Zhejiang Xinao Textiles Inc(603889) q4 net interest rate decreased month on month, long-term two wheel drive

\u3000\u3 Shengda Resources Co.Ltd(000603) 889 Zhejiang Xinao Textiles Inc(603889) )

Event overview

The company released the performance express for 21 years. In 2021, the company realized revenue / net profit attributable to the parent / net profit deducted from non attributable to the parent were RMB 3.47/293280 billion respectively, with a year-on-year increase of 53% / 93% / 178%, which was in line with the performance forecast. 21q4 revenue / net profit attributable to parent company / net profit deducted from non attributable to parent company were RMB 765 million / 37 million / 35 million respectively, with a year-on-year increase of 38% / – 24% / – 35%. The growth rate slowed down month on month (21q3 revenue / net profit attributable to parent company increased by 47% / 593% year-on-year). This was mainly due to the sharp rise of wool price in September 2020 and the decline of 21q4 wool price.

Analysis and judgment:

In terms of splitting, based on the data in the interim report, we estimate that the revenue of wool fine spinning / wool top / modification treatment and dyeing and finishing processing / cashmere yarn in 2021 is about 2.1/5/1/800 billion yuan respectively, with a year-on-year increase of about 30% / 20% / 0% / 300%. Among them, the annual sales volume of wool fine spinning is about 15000 tons (8300 tons in the first half of the year), with a year-on-year increase of 53%, exceeding the company’s plan of 13000 tons at the beginning of the year.

The net profit margin of 21q4 company was 5%, with a year-on-year and month on month decrease of 4pct. According to our analysis, the gross profit margin of 21q4 decreased mainly due to the decline of 21q4 wool price affected by the increase of rain (21q4 wool decreased by 2.4% month on month) and the growth of transportation cost.

Investment advice

We believe that (1) in the short term, the historical price center of wool is 1 Yihua Healthcare Co.Ltd(000150) 0 Australian cents / kg. The current round of wool price rose from 858 Australian cents / kg in September 2020 to 1468 Australian cents / kg in June 2021. Affected by the increase of rain in the second half of the year, wool price fell by 10% to 1319 Australian cents / kg in the short term. Since the end of the 21st year, there has been a new wave of rise, up to 1449 Australian cents / kg, Our analysis is mainly due to the continuous decline of sheep supply side for 18 years and the record low number of sheep in June 2020 (63.53 million), so we judge that the wool price still has room to rise compared with the high point of 2116 Australian cents / kg in 2018; (2) In the medium term, the production of the company’s raised investment projects will drive the steady growth of the company’s production capacity. Under the policy of production promotion, it is expected to double the company’s market share. We estimate that the sales volume in 22 and 23 years is still expected to maintain a growth rate of 10-20%; In the long run, the company actively develops wool application fields (such as yoga clothes and home clothes), which is expected to increase the market demand scale of wool downstream. (3) In 2020, the company began to expand the category of cashmere yarn, which is expected to create the second growth curve.
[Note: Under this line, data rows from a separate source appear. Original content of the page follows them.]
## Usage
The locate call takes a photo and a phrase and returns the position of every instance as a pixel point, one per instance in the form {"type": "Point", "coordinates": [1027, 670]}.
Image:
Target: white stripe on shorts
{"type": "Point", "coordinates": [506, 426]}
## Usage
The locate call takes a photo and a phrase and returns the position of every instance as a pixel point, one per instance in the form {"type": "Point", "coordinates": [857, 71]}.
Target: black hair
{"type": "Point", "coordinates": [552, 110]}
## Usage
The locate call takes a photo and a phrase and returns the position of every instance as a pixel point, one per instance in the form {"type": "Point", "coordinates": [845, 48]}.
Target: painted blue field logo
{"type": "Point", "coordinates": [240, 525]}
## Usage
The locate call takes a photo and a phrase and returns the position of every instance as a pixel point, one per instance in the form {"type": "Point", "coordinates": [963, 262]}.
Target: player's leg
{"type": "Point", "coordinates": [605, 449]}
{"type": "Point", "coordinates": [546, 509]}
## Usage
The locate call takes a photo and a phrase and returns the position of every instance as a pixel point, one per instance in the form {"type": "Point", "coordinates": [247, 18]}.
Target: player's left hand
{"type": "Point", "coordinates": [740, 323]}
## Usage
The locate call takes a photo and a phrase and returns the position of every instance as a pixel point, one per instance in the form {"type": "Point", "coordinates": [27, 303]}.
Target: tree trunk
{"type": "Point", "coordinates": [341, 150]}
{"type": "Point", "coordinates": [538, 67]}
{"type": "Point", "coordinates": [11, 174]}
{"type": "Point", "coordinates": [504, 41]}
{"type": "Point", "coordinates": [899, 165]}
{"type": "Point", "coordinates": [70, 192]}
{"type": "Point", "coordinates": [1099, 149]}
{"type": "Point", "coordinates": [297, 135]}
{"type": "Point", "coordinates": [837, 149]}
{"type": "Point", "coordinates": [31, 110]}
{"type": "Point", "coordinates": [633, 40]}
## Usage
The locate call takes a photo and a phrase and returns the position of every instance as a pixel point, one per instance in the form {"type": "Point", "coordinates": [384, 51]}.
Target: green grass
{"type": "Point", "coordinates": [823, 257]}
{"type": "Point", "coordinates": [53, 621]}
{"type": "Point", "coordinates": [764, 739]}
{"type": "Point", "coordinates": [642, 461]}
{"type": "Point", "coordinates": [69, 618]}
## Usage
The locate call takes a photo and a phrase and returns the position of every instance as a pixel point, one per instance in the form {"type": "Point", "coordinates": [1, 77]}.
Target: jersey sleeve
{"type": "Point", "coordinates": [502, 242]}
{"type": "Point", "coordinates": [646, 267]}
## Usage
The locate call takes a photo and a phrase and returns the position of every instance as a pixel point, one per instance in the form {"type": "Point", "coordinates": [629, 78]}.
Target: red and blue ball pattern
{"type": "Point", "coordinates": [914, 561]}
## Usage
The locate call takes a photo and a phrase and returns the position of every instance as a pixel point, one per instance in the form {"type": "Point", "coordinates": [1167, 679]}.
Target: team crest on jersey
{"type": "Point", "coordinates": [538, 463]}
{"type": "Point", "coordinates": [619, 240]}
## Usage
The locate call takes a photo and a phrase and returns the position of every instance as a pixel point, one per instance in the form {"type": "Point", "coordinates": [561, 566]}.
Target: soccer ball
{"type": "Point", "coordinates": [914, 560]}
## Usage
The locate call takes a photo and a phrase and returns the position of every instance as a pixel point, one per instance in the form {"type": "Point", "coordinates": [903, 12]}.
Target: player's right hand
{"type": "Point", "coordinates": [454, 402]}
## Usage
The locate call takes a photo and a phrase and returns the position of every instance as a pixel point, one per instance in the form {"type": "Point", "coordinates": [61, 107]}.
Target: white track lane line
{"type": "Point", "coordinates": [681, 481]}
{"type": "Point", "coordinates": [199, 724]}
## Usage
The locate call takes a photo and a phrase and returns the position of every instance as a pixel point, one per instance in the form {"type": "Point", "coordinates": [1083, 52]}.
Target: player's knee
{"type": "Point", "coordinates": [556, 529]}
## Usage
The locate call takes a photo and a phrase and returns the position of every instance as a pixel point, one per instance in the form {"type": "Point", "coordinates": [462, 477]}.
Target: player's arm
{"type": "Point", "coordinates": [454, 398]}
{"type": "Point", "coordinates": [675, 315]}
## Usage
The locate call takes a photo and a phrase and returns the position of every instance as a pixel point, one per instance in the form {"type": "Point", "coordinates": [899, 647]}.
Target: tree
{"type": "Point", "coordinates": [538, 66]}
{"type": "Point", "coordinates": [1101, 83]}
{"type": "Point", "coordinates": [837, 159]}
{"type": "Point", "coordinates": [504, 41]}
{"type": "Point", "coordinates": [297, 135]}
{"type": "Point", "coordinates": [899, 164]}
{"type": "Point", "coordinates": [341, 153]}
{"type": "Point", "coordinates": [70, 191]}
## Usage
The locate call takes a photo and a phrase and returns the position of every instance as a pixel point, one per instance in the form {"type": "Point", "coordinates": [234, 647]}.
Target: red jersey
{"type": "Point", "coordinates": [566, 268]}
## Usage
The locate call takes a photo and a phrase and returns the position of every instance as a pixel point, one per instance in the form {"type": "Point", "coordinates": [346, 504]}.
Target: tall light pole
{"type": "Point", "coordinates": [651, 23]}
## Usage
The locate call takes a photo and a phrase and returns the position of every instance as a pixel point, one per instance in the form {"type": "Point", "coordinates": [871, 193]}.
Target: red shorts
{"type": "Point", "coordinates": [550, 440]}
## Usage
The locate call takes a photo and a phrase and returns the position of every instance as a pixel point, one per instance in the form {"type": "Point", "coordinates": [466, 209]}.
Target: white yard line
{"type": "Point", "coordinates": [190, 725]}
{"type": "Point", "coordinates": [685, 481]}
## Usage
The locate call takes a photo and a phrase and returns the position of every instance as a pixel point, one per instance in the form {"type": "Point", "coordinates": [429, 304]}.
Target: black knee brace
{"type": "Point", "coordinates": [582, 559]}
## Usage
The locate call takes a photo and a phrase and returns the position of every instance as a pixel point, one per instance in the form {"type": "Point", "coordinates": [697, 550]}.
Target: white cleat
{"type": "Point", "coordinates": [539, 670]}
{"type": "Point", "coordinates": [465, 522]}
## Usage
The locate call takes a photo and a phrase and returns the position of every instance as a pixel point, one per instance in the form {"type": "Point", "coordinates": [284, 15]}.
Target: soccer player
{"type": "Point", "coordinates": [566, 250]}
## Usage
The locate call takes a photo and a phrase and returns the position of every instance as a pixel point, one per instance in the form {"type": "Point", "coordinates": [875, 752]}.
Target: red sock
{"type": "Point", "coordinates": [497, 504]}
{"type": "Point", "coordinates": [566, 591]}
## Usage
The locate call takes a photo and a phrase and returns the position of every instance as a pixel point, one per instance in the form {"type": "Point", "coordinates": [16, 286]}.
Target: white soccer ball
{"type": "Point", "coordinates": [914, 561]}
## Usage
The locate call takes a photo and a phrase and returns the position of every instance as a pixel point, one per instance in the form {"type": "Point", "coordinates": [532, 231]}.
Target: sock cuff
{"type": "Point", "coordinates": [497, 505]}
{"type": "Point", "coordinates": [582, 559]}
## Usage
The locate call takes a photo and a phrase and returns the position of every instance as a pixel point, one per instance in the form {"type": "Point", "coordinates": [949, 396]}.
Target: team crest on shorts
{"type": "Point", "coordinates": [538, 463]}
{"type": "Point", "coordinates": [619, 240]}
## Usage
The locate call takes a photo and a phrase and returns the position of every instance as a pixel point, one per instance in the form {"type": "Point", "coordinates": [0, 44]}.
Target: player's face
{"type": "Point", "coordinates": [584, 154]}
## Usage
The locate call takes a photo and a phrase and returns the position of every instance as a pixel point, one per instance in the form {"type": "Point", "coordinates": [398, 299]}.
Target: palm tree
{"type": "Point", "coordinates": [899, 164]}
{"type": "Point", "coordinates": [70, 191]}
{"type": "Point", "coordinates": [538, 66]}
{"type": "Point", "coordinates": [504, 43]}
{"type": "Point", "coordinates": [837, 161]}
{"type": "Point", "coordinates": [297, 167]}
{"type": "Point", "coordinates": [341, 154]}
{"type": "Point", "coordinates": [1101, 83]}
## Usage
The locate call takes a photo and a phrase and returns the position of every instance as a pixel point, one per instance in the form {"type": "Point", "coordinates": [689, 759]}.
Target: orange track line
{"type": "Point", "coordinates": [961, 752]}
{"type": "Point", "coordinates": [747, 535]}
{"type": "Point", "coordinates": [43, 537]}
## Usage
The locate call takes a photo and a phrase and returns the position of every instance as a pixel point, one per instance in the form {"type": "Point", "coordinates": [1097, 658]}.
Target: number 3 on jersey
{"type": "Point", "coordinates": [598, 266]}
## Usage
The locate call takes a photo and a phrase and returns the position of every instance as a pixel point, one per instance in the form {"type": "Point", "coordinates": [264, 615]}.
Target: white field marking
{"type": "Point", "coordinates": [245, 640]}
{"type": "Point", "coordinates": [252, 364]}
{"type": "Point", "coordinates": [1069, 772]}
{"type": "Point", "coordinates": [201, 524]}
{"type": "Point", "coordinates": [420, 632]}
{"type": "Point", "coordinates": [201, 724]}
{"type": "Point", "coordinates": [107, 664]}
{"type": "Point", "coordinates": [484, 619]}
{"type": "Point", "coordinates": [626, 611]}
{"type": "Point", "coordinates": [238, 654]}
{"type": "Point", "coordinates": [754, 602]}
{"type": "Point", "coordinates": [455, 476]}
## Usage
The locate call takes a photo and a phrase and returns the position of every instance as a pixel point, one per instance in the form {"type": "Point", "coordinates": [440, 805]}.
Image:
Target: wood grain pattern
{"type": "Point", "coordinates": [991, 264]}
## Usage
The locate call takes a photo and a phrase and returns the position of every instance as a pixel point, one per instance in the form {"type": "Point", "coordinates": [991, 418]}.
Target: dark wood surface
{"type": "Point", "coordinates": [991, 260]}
Considering that the performance is lower than our previous expectations, the revenue from 2021 to 2023 will be reduced from RMB 36 / 47 / 5.8 billion to RMB 34.7/42.8/5.11 billion, the net profit attributable to the parent company will be reduced from RMB 318 / 4.06/514 million to RMB 293 / 361 / 450 million, the EPS will be reduced from RMB 0.62/0.79/1 to RMB 0.57/0.71/0.88, and the closing price of RMB 6.03 on March 10, 2022 will be 11 / 9 / 7 times corresponding to PE respectively, maintaining the “buy” rating.

Risk tips

Risk of wool price decline; Risk that the price increase of products is less than expected; Risk of substitutes; The expansion of production is less than expected; Customer expansion is less than expected; Systemic risk.